Mariera Valinea Althaf. Tiga belas tahun aku hidup baru mengetahui apa arti nama ini sebenarnya. Sebuah kesalahan besar dari Vania dan Lineo Althaf. Aku membenci mereka, tetapi juga mencintai mereka. Aku harus apa? Terlalu banyak cerita yang mereka ceritakan membuatku lupa. Lupa jika aku hidup. Aku kira aku sudah mati. Mereka tidak menginginkanku dan berniat untuk membunuhku kan? Mengapa tidak mereka lanjutkan? Aku akan berterima kasih pada mereka jika itu terjadi. Aku hanya menjadi beban di sini. 

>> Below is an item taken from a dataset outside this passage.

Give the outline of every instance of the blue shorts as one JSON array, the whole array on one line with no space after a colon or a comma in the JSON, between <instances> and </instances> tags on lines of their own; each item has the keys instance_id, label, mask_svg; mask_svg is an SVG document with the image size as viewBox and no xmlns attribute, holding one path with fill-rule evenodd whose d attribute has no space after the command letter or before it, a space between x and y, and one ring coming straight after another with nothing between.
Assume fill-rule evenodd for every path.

 "Era. Kamu baik-baik saja kan?" Om Martinus menatap mataku dan bertanya ada apa. Seharusnya Om tahu apa yang aku rasakan sekarang. Aku tidak merasakan apa-apa. Mengapa hanya indera perabaku saja yang mati rasa? Mengapa bukan akunya saja yang mati sekalian? 

"Era...." Ayah mencoba menyentuhku, tetapi aku menarik tanganku dan membuat semua yang ada di sana syok. Bunda langsung menangis melihat reaksiku. Maaf, mungkin panggilan ayah dan bunda kurang tepat sekarang. 

 "Oke, tenang. Harap tenang semua. Sekarang saya ingin bertanya pada Nia dan Neo. Apa sih yang membuat kalian tergila-gila sampai melakukan kesalahan fatal?" 

 "Dibutakan cinta, Om," jawab ayah, maksudku Om Neo. 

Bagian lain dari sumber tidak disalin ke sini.